Among the many safety risks of trying experimental drugs outside the context of a formalized clinical trial is the potential for predatory salesmen to take advantage by peddling unproven or even dangerous remedies for profit. That was the overriding problem that the US Food and Drug administration was founded to resolve, and while the agency has taken great strides toward preventing the deception that was rampant at the turn of the 19th century, such maleficence still exists.

But Ben, who has taken part in both FDA-sanctioned and DIY clinical efforts, argues that the online patient community is “very good at self-regulating.” “I see internet-based sharing is a form of oversight,” he said. “Scams depend on secrecy.” He recalled animated discussions in online patient forums about a stem-cell procedure being offered in China. Some patients were really touting its effectiveness, but when fellow ALS patient Rob Tison took a closer look at the data they were reporting, he found that the treatment was not having any benefit. “It was a bloody fight online, but the truth did prevail,” Ben said—“the procedure was useless.”

He added that the online model he proposes would work most readily for drugs that are already on the market. “Most of the drugs that go through safety testing have been shown to be safe already,” he said. Other treatments, such as sodium chlorite, while not approved as a drug for any medical use, has been tested extensively for safety because it is used to purify drinking water. And besides, he added, there is no reason to believe that the risk is any greater than in an FDA-sanctioned trial. Indeed, several experimental treatments for ALS have actually caused harm, accelerating disease progression in many patients. “The risk is there anyway,” he said.

Furthermore, Ben argued that the risk associated with a formal clinical trial may be more obscure. “When you hand a consent form to an uneducated person, the vast majority do not understand what they are reading.” But in the online model, the ones taking the risk are the ones running the experiment, he said. “If the ‘trial’ is organized by the individuals [partaking], consent takes a different meaning.
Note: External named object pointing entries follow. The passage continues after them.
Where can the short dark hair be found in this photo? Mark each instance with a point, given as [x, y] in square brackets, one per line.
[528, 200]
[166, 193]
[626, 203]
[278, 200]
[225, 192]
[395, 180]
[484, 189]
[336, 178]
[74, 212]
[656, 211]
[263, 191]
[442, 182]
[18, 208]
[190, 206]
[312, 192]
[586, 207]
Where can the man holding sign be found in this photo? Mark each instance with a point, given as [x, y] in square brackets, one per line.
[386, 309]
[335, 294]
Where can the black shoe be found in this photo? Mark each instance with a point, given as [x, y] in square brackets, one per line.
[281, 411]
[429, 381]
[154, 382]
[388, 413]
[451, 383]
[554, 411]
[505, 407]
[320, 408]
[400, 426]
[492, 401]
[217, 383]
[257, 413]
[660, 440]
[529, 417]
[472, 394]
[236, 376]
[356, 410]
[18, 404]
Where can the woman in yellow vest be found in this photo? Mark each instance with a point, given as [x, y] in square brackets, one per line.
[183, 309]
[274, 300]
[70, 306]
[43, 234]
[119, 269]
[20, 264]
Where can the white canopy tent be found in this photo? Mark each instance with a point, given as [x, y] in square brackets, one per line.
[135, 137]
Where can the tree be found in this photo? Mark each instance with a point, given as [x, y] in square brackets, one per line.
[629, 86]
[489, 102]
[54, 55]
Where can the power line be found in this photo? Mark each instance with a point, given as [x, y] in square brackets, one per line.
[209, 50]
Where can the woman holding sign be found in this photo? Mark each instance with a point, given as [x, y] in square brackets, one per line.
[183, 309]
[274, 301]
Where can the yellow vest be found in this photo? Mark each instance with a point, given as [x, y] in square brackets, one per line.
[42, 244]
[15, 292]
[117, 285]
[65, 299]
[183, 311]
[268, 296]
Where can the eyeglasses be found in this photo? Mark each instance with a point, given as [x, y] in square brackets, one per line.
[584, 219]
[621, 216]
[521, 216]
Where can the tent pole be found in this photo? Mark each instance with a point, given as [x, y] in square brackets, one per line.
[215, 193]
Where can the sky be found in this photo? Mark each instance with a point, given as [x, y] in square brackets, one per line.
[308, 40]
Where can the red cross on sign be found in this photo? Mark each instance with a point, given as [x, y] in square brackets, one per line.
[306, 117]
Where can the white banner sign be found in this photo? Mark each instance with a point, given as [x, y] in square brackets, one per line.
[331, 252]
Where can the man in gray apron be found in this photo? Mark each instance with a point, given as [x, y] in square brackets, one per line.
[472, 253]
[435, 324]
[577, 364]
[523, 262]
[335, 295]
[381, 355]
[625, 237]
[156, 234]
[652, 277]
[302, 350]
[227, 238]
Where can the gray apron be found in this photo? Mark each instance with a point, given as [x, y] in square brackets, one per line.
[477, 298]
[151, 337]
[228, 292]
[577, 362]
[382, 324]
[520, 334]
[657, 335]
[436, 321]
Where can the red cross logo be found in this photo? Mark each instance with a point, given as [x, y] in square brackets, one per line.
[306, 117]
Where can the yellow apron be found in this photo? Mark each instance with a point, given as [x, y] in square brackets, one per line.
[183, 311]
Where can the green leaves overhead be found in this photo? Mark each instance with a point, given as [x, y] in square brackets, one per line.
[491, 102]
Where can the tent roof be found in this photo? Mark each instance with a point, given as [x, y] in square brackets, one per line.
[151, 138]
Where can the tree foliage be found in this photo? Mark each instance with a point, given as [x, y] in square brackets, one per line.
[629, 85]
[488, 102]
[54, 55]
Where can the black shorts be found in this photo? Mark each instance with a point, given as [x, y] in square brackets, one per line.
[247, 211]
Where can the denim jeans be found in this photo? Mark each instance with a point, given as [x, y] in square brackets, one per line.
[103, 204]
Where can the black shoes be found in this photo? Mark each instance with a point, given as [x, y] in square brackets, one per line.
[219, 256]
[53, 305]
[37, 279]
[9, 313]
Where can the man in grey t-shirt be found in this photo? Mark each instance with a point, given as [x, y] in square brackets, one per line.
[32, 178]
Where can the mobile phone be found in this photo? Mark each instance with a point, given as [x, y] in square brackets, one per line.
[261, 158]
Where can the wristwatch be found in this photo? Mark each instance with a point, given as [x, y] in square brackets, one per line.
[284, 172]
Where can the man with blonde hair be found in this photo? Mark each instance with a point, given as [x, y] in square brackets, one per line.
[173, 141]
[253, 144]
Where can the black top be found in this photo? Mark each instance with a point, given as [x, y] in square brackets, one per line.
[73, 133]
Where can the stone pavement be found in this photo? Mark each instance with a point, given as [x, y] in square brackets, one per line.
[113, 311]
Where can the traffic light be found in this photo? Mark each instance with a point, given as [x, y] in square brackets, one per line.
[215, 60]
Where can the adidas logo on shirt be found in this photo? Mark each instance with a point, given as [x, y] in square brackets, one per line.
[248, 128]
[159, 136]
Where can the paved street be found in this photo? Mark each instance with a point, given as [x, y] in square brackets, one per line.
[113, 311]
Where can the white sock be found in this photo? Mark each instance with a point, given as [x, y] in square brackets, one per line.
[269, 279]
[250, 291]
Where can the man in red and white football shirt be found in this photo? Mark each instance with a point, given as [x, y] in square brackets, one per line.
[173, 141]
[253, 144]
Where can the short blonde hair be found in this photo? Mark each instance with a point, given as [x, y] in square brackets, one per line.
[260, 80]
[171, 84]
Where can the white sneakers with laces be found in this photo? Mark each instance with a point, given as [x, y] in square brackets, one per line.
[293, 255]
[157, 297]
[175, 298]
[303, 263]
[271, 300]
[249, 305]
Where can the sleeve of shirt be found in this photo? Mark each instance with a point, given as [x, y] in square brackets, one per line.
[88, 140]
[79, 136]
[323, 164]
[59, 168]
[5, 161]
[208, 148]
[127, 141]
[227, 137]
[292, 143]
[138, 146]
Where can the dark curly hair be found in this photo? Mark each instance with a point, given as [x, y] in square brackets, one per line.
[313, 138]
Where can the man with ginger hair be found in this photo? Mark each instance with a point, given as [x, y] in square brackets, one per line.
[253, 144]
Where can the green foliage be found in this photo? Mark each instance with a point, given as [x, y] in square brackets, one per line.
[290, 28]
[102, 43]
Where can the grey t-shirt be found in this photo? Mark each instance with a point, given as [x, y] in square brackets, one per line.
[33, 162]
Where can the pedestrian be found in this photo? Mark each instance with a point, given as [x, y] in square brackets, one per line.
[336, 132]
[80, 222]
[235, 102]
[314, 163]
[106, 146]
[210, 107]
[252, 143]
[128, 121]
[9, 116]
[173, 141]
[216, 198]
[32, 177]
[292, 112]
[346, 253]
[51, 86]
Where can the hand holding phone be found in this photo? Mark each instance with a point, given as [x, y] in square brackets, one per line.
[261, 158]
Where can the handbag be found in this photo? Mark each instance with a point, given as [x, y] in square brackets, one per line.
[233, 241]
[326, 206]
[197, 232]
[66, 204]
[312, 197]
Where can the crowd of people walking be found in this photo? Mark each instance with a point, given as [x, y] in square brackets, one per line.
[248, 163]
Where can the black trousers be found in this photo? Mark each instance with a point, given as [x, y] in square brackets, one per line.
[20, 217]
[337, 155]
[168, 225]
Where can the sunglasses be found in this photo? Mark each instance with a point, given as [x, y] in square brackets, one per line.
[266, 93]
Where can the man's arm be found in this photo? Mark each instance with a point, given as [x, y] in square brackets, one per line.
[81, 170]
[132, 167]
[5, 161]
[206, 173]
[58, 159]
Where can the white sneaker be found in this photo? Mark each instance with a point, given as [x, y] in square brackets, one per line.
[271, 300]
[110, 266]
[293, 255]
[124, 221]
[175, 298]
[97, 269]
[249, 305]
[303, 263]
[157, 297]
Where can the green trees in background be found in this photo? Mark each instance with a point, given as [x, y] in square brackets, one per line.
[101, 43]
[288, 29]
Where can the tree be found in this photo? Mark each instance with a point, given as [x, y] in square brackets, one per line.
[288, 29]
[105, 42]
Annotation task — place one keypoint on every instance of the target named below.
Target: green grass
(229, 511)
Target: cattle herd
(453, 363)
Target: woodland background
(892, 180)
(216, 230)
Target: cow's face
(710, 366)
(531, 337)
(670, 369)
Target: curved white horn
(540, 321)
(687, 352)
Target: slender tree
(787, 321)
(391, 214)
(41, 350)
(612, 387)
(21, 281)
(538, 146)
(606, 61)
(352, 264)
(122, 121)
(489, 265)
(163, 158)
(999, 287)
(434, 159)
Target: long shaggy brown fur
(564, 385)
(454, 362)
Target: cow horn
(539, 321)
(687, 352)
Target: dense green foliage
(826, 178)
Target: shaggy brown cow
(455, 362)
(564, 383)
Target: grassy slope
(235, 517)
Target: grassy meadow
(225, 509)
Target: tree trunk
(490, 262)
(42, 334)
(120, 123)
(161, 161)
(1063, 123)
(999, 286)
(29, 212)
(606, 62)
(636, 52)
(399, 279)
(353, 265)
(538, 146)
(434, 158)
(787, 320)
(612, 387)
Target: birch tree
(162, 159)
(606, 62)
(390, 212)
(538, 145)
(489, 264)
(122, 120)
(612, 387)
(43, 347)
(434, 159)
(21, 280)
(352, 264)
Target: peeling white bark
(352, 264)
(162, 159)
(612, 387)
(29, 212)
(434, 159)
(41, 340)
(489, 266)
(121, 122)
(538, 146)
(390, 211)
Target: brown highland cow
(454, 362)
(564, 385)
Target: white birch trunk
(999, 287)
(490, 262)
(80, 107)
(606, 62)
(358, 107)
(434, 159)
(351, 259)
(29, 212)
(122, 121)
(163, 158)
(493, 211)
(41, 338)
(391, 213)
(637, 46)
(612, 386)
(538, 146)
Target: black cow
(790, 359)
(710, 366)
You don’t have a business entity asking you to swallow a chemical; you are doing it on your own and sharing your experience.”

Ben’s ideas rest on the ability of patients with terminal, incurable diseases to participate in their own risk-benefit assessments and help make decisions about their care—something that many bioethicists will question. But it’s something that Ben has done from the start. “I don’t think you can be overly protective of people,” he said. “It is up to the person what level of risk they are willing to take.”

His thought experiment could be considered radical, but as the Facebook generation ages, he argues, the pressure for such a change is only going to grow. “Twenty years from now, the majority of terminally ill patients will seek outlets for sharing their medical information. If there are a couple success stories with this model, it will probably move the government to formalize it.”

What do you think? Ben welcomes your responses below—the good, the bad, and the ugly! “I love debating so don’t hold back,” he said. “I have an MS in philosophy so I can talk until the cows come home (only limited by my weak hands).”


4 thoughts on “Institutionalizing DIY

  1. This is a remarkable subject, and it’s thrilling that you are looking into it! I hope you can find avenues for reaching a wider audience as it sounds like there is much you have learned — and no doubt will learn — that should benefit the rest of us. Bravo! And whatever you do, keep going!

  2. Whatever happened to the NP001 study. My fathers last dose was Jan. 2012 and it was rumored it would be phase III by mid to late spring 2012. Now we hear nothing about it… It’s as of stem cell took over the media by helping one individual. The Dex trial fought neck and neck for release dates and now the Dex was shut down and I hear nothing about NP001. What on earth is the meaning of Orphan disease and early release. I am baffled by the never ending delays!!!!

  3. Pingback: Rest in Peace, Happy Physicist | DIY Medicine

  4. Every person should be able to control their own life, as long as it doesn’t endanger others. It is simple Human Dignity. Leaving decision to others is wrong, in my view. Take a stand. Stick with it! Or not! Your decision, your life. Gary Hickernell, PhD chemist.